However, the invention also comprises an assay method according to
the invention in which the fluorescence lifetime of the modified
molecule is less than that of the unmodified molecule.
[0039] The molecule may be, for example, an organic molecule, in
particular a peptide or peptidomimetic, or an inorganic molecule.
The fluorescent dye may be, for example, a coumarine, a
fluoresceine, a rhodamine, an oxazine or a cyanine dye. The
fluorescent dye used may be covalently or noncovalently coupled to
the molecule. A spacer molecule may be located between the
fluorescent dye and the molecule. The invention likewise relates to
the use of the assay method according to the invention or method
according to the invention for quantifying biochemical assays. The
assay method according to the invention or method according to the
invention may be used for quantifying biochemical assays in which
enzymes may carry out, for example, the following modification
reactions: phosphorylation/dephosphorylation,
sulfation/desulfation, methylation/demethylation,
oxidations/reductions, acetylation/deacetylation,
amidation/deamidation, cyclization/decyclization, conformational
changes, removal of amino acids/peptides/coupling of amino
acids/peptides, ring expansion/ring contraction, rearrangements,
substitutions, eliminations, addition reactions etc. Moreover, the
assay method according to the invention or method according to the
invention may be employed in a useful manner for use in high
throughput screening--in particular in high throughput screening
for identifying pharmaceutical active compounds.
[0040] The invention furthermore relates to a reagent kit
comprising fluorescent dye-molecule conjugates and other reagents
required for carrying out the assay method according to the
invention or method according to the invention.
DESCRIPTION OF THE FIGURES
[0041] FIG. 1: Fluorescence decay time course (logarithmic scale)
of 15 nM of a fluoresceine-peptide conjugate.
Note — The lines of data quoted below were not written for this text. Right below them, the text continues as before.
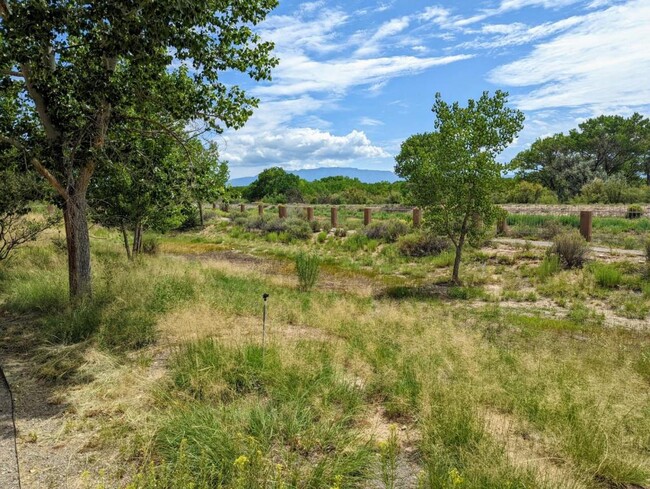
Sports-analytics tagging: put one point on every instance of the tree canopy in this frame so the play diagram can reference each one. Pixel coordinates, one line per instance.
(453, 173)
(71, 70)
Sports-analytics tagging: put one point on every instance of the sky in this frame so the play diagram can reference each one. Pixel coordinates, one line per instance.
(358, 77)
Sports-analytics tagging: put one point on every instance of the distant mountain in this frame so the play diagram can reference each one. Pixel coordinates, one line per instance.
(366, 176)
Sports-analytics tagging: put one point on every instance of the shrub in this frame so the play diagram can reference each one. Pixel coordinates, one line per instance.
(550, 266)
(307, 267)
(607, 276)
(634, 211)
(314, 225)
(150, 245)
(422, 244)
(389, 230)
(571, 248)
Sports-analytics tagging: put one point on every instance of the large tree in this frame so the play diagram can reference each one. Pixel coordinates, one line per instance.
(75, 68)
(453, 173)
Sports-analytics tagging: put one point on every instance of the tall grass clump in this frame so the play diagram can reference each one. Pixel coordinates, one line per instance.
(422, 244)
(307, 269)
(389, 230)
(607, 276)
(571, 248)
(237, 413)
(549, 266)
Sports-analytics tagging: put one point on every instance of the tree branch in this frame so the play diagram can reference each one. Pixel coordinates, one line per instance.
(44, 172)
(4, 9)
(51, 130)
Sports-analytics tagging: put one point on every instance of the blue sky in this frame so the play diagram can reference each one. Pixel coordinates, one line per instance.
(356, 78)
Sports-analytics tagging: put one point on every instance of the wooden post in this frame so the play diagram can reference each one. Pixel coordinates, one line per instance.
(417, 217)
(335, 217)
(586, 218)
(367, 216)
(502, 226)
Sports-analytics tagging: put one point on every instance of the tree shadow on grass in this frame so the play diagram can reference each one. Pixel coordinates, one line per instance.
(439, 291)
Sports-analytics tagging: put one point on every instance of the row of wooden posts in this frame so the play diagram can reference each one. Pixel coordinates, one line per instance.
(586, 217)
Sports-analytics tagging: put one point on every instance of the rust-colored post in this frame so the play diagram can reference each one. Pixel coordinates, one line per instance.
(417, 217)
(586, 218)
(367, 216)
(502, 226)
(335, 217)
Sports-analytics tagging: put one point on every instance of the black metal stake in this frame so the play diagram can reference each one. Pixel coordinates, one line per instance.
(265, 297)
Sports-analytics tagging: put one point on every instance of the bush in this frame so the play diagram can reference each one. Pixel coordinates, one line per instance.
(571, 248)
(607, 276)
(307, 267)
(634, 211)
(389, 230)
(550, 266)
(422, 244)
(150, 245)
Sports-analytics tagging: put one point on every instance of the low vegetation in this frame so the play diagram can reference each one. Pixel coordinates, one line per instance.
(382, 378)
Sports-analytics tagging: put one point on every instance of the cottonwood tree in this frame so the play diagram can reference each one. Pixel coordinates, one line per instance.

Measured on Ultra FLT
prototype (TECAN) by means of TCSPC.
[0042] FIG. 2: Differences in the fluorescence lifetime of a
phosphorylated (1) and non-phosphorylated (2) peptide (1: F1-P1],
2: F1-1). Measurement time 1 s. The mean and standard deviation of
10 measurements is shown.
[0043] FIG. 3: The time course of fluorescence lifetime (FLT in ps)
is plotted as a function of reaction time (time in s). During the
reaction of PDE1b phosphodiesterase with fluoresceine-cAMP,
##STR1## the fluorescence lifetime changes from approx. 3500 ps to
approx. 3350 ps within 100 minutes. This change indicates directly
the conversion of Fl-cAMP in Fl-AMP. The enzyme reaction is
increasingly inhibited by increasing concentrations of BAY 383045
(green triangles: 20 .mu.M, red squares: 10 .mu.M, purple crosses:
5 .mu.M, brown circles: 2.5 .mu.M, pink squares: 1.25 .mu.M, blue
diamonds: 0.7 .mu.M, green plus signs: 0.35 .mu.M, dark blue minus
signs: 0.17 .mu.M, light blue minus signs: 0.08 .mu.M).
[0044] FIG. 4: The differences in fluorescence lifetime between the
phosphorylated and non-phosphorylated form of a
fluoresceine-kemptide-peptides conjugate are plotted for different
pH values and 200 mM NaCI (1: pH 13, 2: pH 9.5, 3: pH 8, 4: pH 7,
5: pH 200 mM NaCl, 7: pH 6.
[0045] FIG. 5: The fluorescence lifetimes of a potential reactant
(FJ23, hashed) and its product (FJ24, black) of the conversion with
the TAFI enzyme were measured under different conditions (1: water,
2: pH 6, 3: pH 7, 4: pH 8, 5: pH 9.5, 6: 00 mM NaCl, 7: 2 M NaCl).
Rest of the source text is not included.